At that time, few Shanghainese knew much about Marxism, the Communist Party of China and Mao Zedong because the Kuomintang blocked the real situation in the Communist-liberated areas. Before 1949, the only source of news about the liberated areas was the glorious reports of the liberated areas by Western journalists and writers who visited Yan’an from time to time. Most of them were democrats. They were impressed by the sincerity and discipline of the Communist leaders. Before liberation, in the KMT-ruled areas, the Communist underground had vigorously propagated the promise of peace-building, a national united front and a democratic government after liberation. All this was in stark contrast to the corrupt rule of the Kuomintang. Chinese intellectuals enthusiastically embraced the propaganda of the Communist Party.
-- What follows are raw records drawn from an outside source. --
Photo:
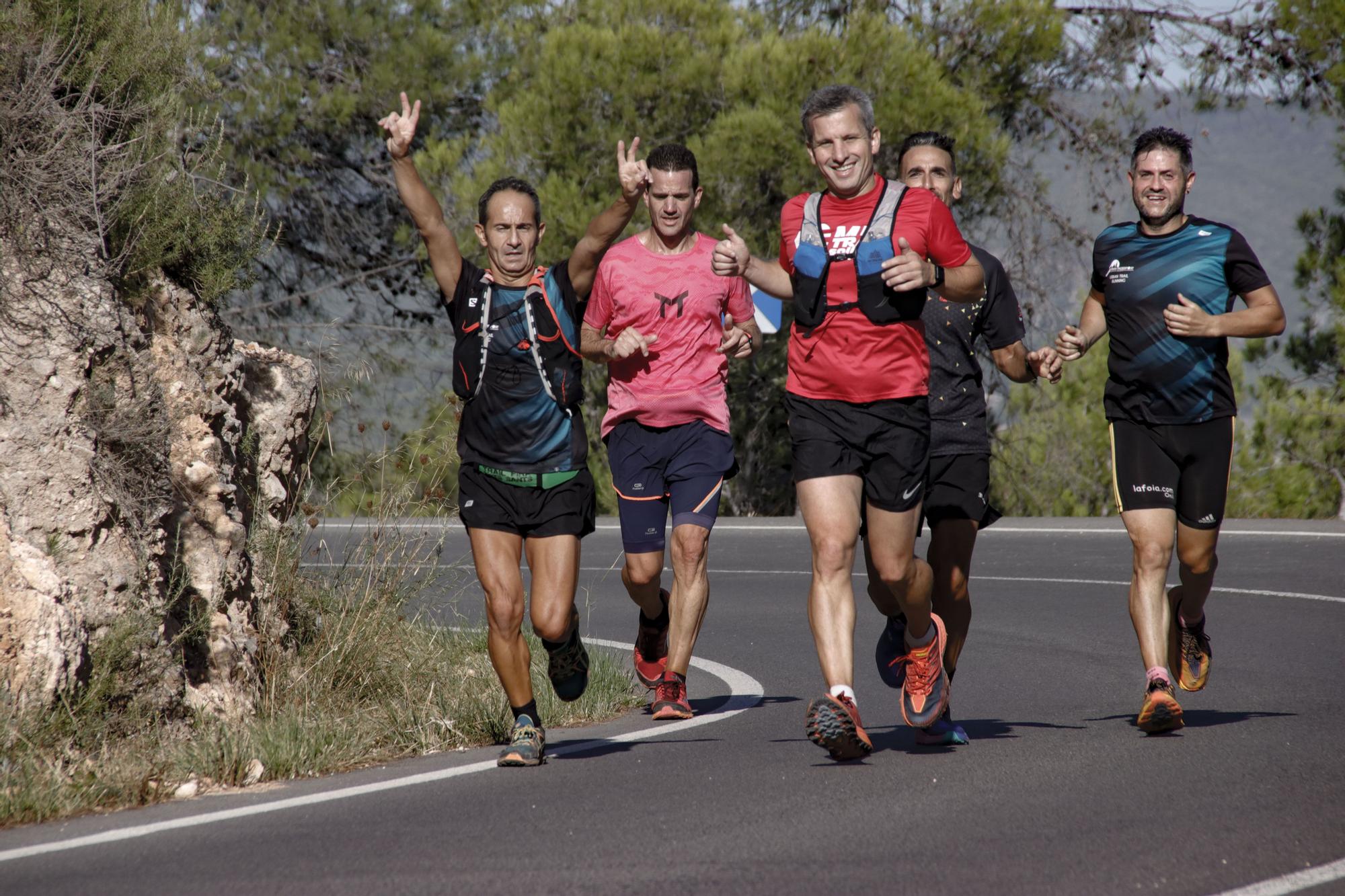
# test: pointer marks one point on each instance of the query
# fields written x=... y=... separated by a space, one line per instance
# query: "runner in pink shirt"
x=668 y=327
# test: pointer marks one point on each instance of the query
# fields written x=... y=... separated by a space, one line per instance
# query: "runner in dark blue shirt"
x=1164 y=288
x=957 y=483
x=523 y=479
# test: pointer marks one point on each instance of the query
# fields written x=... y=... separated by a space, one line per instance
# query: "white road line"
x=449 y=522
x=1292 y=883
x=746 y=692
x=806 y=572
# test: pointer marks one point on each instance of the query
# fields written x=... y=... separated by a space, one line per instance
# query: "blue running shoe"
x=944 y=732
x=890 y=650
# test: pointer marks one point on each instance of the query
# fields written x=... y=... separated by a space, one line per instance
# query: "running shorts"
x=485 y=502
x=660 y=469
x=1182 y=466
x=886 y=443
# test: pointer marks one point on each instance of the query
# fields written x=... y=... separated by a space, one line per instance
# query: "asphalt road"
x=1056 y=792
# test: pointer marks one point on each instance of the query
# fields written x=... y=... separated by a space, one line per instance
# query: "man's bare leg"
x=831 y=507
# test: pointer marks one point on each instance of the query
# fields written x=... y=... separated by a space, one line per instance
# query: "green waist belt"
x=529 y=481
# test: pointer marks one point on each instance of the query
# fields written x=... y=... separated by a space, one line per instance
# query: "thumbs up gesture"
x=735 y=342
x=731 y=255
x=907 y=271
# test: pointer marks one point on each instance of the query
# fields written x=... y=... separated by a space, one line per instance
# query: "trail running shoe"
x=1195 y=655
x=1161 y=710
x=925 y=693
x=944 y=732
x=887 y=654
x=527 y=744
x=567 y=666
x=670 y=697
x=833 y=723
x=652 y=647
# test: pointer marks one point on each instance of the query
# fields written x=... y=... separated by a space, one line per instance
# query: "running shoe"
x=887 y=654
x=670 y=697
x=652 y=647
x=1195 y=655
x=944 y=732
x=567 y=666
x=833 y=723
x=527 y=744
x=925 y=693
x=1161 y=710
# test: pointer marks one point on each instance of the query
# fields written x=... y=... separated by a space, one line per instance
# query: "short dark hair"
x=516 y=185
x=935 y=139
x=675 y=157
x=1163 y=139
x=827 y=101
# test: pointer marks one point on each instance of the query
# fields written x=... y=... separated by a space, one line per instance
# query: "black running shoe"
x=567 y=666
x=527 y=744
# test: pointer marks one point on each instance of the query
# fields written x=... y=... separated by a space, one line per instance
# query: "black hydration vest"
x=876 y=300
x=558 y=362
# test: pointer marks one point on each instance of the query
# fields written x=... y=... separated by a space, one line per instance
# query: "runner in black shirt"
x=1164 y=290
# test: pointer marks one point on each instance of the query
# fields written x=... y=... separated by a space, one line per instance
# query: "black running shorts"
x=485 y=502
x=1183 y=466
x=958 y=489
x=887 y=443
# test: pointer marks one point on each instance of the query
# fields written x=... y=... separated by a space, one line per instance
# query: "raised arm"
x=732 y=259
x=609 y=225
x=1073 y=342
x=445 y=257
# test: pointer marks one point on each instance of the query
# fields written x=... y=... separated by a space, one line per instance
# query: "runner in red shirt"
x=668 y=326
x=857 y=271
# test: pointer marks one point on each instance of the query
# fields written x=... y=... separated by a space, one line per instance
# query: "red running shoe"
x=833 y=723
x=670 y=697
x=652 y=647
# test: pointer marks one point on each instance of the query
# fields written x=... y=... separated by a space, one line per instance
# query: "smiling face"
x=510 y=236
x=1160 y=188
x=843 y=150
x=672 y=201
x=931 y=169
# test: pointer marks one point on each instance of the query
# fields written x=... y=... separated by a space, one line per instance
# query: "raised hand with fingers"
x=731 y=255
x=633 y=173
x=629 y=342
x=1047 y=364
x=401 y=128
x=907 y=271
x=735 y=342
x=1190 y=319
x=1071 y=343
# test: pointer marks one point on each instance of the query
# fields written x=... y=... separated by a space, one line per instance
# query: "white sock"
x=922 y=642
x=845 y=690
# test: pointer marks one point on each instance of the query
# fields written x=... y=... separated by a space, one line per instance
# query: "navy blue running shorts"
x=657 y=469
x=1183 y=467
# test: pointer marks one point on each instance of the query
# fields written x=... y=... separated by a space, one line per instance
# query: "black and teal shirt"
x=1157 y=377
x=512 y=423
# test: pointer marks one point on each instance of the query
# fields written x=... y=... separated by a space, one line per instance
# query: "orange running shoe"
x=652 y=647
x=925 y=693
x=1161 y=710
x=833 y=723
x=670 y=697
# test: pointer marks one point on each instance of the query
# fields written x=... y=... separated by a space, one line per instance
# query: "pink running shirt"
x=681 y=300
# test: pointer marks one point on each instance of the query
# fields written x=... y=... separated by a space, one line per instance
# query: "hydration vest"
x=876 y=300
x=556 y=360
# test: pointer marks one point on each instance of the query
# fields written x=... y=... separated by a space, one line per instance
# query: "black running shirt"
x=1157 y=377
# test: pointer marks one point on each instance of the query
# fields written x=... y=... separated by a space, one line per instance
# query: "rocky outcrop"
x=139 y=446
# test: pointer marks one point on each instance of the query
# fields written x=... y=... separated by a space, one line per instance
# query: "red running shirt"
x=681 y=300
x=847 y=357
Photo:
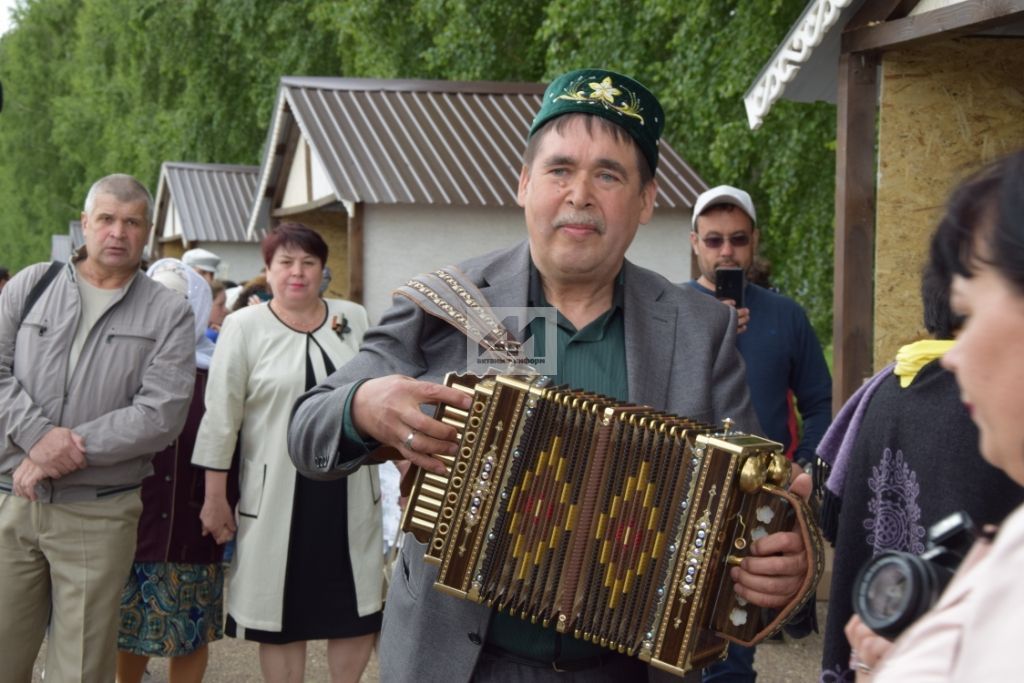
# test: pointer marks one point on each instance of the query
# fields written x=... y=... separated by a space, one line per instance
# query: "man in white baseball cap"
x=202 y=261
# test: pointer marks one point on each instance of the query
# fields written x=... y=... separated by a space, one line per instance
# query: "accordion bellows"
x=615 y=523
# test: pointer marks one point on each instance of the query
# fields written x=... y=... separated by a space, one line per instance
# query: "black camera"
x=895 y=588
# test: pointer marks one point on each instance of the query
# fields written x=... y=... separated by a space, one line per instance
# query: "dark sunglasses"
x=716 y=241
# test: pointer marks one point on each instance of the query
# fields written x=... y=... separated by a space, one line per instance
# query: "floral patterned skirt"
x=170 y=609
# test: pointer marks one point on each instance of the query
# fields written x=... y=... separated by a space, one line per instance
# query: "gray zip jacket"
x=128 y=395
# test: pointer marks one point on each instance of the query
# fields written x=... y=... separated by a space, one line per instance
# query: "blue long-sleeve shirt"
x=782 y=353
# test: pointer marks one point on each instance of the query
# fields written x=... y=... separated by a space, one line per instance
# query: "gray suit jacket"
x=681 y=356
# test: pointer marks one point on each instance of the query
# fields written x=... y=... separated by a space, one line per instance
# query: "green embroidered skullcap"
x=613 y=96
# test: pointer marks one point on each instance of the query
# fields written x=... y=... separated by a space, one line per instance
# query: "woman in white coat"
x=307 y=563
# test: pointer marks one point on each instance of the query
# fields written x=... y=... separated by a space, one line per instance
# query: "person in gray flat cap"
x=586 y=185
x=202 y=261
x=96 y=373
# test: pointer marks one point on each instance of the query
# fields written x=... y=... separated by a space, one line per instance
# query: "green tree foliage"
x=97 y=86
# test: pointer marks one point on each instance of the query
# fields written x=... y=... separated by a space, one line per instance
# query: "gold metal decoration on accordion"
x=615 y=523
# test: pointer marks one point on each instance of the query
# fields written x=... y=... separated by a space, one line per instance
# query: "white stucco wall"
x=402 y=241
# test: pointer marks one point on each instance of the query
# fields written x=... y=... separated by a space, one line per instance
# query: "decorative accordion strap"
x=448 y=294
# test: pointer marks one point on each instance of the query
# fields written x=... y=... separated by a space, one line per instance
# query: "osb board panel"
x=946 y=108
x=333 y=226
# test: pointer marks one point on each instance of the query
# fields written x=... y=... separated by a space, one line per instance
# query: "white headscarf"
x=176 y=275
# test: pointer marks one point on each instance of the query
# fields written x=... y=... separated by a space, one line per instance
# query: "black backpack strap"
x=40 y=287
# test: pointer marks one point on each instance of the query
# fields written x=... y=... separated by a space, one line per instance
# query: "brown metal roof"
x=213 y=200
x=432 y=142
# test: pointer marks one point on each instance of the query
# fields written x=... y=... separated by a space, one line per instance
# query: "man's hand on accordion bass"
x=388 y=410
x=777 y=564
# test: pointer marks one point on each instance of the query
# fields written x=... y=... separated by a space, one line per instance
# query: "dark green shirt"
x=594 y=359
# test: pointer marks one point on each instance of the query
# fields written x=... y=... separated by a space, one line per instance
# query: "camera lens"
x=894 y=589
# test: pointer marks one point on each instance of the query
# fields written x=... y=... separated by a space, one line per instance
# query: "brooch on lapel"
x=340 y=326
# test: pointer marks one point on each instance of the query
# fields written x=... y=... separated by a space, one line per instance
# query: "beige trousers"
x=65 y=563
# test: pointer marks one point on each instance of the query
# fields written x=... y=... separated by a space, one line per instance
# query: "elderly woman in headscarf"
x=172 y=604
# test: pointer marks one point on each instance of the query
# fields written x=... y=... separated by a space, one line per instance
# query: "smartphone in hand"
x=729 y=284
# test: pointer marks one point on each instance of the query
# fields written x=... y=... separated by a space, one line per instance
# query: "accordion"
x=614 y=523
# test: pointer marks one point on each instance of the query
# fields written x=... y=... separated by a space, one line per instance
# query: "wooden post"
x=854 y=251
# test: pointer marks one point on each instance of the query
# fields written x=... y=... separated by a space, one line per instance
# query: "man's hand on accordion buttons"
x=387 y=410
x=775 y=569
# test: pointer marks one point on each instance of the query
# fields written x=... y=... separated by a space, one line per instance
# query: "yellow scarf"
x=910 y=358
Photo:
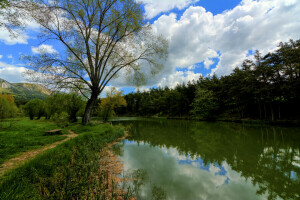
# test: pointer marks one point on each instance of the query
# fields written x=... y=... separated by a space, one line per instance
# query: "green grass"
x=65 y=172
x=20 y=135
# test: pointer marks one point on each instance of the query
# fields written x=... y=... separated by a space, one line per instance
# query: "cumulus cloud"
x=44 y=48
x=155 y=7
x=178 y=77
x=7 y=39
x=198 y=36
x=12 y=73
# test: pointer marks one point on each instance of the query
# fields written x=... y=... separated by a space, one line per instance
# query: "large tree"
x=11 y=16
x=100 y=38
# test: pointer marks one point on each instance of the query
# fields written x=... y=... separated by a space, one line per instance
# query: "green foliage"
x=113 y=100
x=205 y=104
x=61 y=119
x=65 y=172
x=265 y=89
x=25 y=91
x=58 y=103
x=23 y=135
x=8 y=108
x=35 y=108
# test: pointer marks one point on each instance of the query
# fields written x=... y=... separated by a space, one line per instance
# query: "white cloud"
x=44 y=48
x=155 y=7
x=178 y=77
x=198 y=36
x=9 y=40
x=12 y=73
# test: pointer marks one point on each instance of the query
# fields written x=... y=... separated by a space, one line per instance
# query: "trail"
x=26 y=156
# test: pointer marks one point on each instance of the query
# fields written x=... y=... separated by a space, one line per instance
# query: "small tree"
x=8 y=108
x=113 y=100
x=63 y=102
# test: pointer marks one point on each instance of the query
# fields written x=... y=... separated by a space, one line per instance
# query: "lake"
x=189 y=160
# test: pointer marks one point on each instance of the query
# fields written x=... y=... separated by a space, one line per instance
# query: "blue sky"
x=205 y=37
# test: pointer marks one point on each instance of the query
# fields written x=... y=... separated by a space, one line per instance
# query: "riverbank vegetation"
x=71 y=170
x=264 y=89
x=20 y=135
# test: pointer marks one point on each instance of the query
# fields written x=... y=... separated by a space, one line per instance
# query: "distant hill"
x=24 y=91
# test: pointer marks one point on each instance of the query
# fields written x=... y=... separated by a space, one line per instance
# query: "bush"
x=61 y=119
x=8 y=109
x=35 y=108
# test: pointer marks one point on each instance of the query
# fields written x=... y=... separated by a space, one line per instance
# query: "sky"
x=205 y=37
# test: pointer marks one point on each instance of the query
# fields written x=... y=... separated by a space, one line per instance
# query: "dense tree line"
x=266 y=88
x=60 y=107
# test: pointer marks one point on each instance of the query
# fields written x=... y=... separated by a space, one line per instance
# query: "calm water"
x=184 y=160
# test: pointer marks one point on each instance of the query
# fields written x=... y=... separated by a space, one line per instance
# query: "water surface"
x=186 y=160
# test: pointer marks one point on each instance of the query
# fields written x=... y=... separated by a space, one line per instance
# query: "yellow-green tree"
x=114 y=99
x=8 y=107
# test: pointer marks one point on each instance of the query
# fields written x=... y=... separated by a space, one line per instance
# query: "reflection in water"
x=198 y=160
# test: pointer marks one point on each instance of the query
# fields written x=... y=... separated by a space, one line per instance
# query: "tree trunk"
x=89 y=108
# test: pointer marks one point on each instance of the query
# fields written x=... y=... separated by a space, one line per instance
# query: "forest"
x=264 y=89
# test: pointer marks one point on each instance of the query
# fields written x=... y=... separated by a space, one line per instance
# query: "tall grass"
x=69 y=171
x=19 y=135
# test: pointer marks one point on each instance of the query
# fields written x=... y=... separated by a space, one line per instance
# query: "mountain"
x=24 y=91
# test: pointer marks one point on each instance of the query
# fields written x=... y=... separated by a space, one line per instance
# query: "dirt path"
x=21 y=159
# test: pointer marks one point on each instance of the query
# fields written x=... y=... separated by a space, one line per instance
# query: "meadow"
x=71 y=170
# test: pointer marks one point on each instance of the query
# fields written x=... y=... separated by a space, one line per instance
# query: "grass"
x=20 y=135
x=69 y=171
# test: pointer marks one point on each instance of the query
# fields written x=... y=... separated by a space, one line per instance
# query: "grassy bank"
x=20 y=135
x=69 y=171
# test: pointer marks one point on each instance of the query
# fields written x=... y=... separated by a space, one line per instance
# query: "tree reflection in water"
x=268 y=156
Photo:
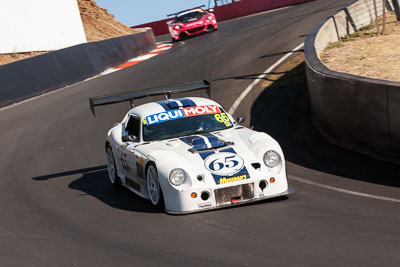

After the liberation of Shanghai, the government encouraged women to work, and in 1950 Winnie became a teacher at the medical school. The following year, an ideological reformation campaign was launched to unify the administration of the university. Vini and Henry suddenly came to their senses. Although they were both not implicated in this campaign, they had to reflect patiently on their family origins, the imperialist education they had received, and Henry had to self-criticize the world view and educational ideas expressed in the architectural design, and they repeatedly wrote critical autobiographies. After this phase of punitive and humiliating examination, Henry was deemed unfit to continue as head of the architecture department. Because of the comprehensive use of Soviet teaching materials for lectures at that time, some traditional Chinese working methods and Western architectural design were defiantly called feudal and corrupt.
Although the ideological reform movement ended in 1951, branch secretaries were assigned to all levels of the university organization. They managed the work and life of the faculty, most of whom had little education and had never been teachers. Henry and Winnie lived in the house assigned to them, accepted the salary they were paid, and worked according to the instructions of the Party leadership. These two highly educated, active and imaginative young people, confident in the Communist Party leadership, were turned into a pair of educational machines by the ultra-leftist line of suspicious persecution of intellectuals. But they were the lucky ones; there were many university teachers throughout the country whose situation was even worse than theirs, some of whom were sent to labor and reform, and some of whom were actually purged from their schools.